Excerpt: DNA methylation is a key hallmark of gene activity in mammals…
My comment: That is an understatement! DNA methylation is the end of human evolution. Methylation is THE hallmark of nutrient-dependent hormone-organized and hormone-activated changes in the organized genome of mammals. The changes epigenetically link olfactory/pheromonal input to the physical landscape of DNA via methylation. The changes in the organized genomes are manifested in morphological and behavioral phenotypes in vertebrates and invertebrates. For examples, see: Nutrient-dependent/pheromone-controlled adaptive evolution: a model.
In that literature review, I uncovered the epigenetic basis for phenotypic differences among invertebrates and vertebrates, which include species of mammals, and I explained the development of differences between present-day and archaic humans. For example, the nutrient-dependent pheromone-controlled epigenetic basis of differences in morphological and behavioral phenotypes in mice and humans clearly involves base pair changes. One base pair change leads from methylation to an amino acid substitution and changes in the teeth, hair, sweat glands, and mammary tissue of the mouse. Those changes are paralleled by changes in a modern human population that ecologically adapted during approximately the past ~30,000 years in what is now central China. The physiology of reproduction is nutrient-dependent and pheromone-controlled in all species, which links species-specific pheromone-production in mice to pheromone-controlled reproduction in humans via the same model.

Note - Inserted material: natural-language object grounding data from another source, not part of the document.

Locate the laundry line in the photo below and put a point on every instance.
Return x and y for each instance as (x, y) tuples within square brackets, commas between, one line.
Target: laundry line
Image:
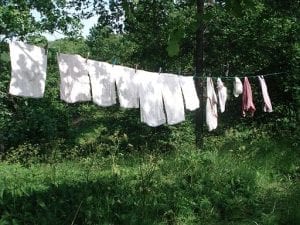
[(233, 77)]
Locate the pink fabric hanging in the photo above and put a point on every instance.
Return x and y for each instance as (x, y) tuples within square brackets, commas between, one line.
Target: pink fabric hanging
[(247, 104)]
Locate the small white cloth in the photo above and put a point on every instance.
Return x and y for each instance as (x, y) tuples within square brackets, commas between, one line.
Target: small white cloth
[(28, 70), (266, 97), (173, 99), (151, 101), (102, 82), (74, 78), (237, 87), (127, 87), (211, 105), (222, 93), (188, 88)]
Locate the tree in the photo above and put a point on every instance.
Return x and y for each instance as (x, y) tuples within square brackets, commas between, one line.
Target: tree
[(21, 18)]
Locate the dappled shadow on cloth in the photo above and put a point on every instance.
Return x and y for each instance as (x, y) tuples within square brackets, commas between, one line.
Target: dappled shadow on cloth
[(28, 74)]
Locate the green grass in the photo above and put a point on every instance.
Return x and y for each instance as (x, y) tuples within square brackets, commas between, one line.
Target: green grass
[(240, 178)]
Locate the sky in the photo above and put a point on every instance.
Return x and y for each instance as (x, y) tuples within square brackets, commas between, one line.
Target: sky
[(87, 25)]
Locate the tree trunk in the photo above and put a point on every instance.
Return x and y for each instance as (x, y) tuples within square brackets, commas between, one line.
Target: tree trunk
[(199, 79)]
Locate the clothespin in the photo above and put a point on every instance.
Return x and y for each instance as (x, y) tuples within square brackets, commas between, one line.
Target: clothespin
[(87, 57), (46, 48), (114, 61), (227, 69)]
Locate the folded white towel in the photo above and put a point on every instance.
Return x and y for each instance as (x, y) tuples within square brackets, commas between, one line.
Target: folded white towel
[(74, 79), (222, 93), (102, 82), (151, 101), (211, 105), (127, 87), (28, 70), (173, 99)]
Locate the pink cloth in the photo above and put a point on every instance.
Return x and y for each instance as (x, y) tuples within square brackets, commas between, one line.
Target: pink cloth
[(247, 104), (266, 97)]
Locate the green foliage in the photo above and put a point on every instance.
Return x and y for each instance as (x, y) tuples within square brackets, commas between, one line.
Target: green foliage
[(215, 186)]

In the context of my model of nutrient-dependent pheromone-controlled ecological adaptations in mice and humans, claims about the recent evolution of our lineage can be replaced with experimental evidence of biologically-based cause and effect. Cause and effect is biophysically constrained, which means any ideas that remove ecological variation must also insert constraint-breaking mutations. However, the constraint-breaking mutations do not lead to ecological adaptations.

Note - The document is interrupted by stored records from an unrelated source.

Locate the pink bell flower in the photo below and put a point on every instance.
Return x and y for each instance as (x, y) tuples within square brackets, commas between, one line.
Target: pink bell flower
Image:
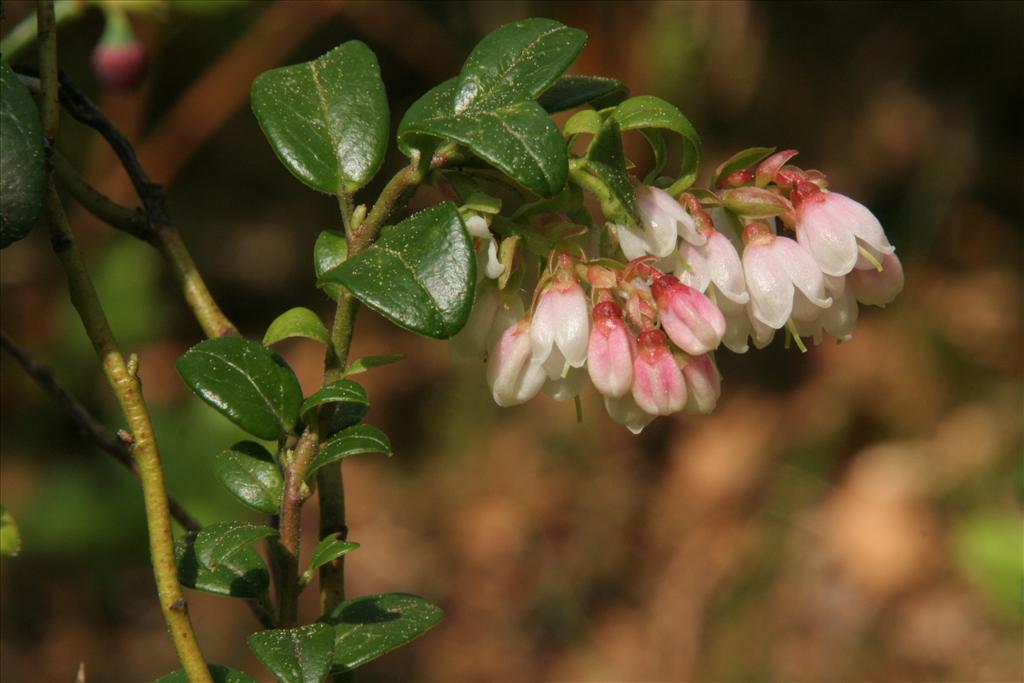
[(657, 383)]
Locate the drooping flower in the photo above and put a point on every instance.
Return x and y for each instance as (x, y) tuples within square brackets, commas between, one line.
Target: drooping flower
[(781, 276), (657, 383), (512, 376), (689, 317), (834, 228), (609, 354)]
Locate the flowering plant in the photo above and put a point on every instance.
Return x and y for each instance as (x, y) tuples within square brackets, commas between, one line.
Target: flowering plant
[(550, 259)]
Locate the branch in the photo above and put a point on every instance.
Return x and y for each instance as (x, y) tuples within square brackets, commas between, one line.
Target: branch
[(88, 425)]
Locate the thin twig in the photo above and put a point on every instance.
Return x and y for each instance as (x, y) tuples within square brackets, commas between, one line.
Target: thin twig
[(87, 424)]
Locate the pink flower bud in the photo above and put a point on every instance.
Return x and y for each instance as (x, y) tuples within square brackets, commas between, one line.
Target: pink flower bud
[(691, 321), (704, 385), (657, 383), (609, 354), (513, 378)]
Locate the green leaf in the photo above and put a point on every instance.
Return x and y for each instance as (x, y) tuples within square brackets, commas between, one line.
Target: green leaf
[(222, 541), (23, 173), (327, 119), (329, 549), (516, 61), (371, 626), (518, 139), (330, 251), (10, 540), (570, 91), (246, 382), (351, 441), (218, 673), (420, 274), (297, 322), (242, 575), (250, 473), (649, 112), (371, 361), (739, 161), (606, 159), (296, 655)]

As these authors show, mutations lead to disease. The fact that the disease-linked genes are involved in neurological and psychiatric disorders links nutrient-dependent pheromone-controlled ecological, social, neurogenic, and socio-cognitive niche construction from ecological variation to detrimental changes in the modern human brain. The detrimental changes are associated with nutrient stress and social stress in other animals.
Nutrient-stress and social stress are the primary and secondary contributors to the end of human evolution in my model, because they limit ecological adaptation.
Nutrient stress and social stress have always limited ecological adaptations in the cell types of individuals of all species. Thus, nutrient-stress and social stress now limit use of the term evolution and replace it via a model of Nutrient-dependent pheromone-controlled ecological adaptations: from atoms to ecosystems.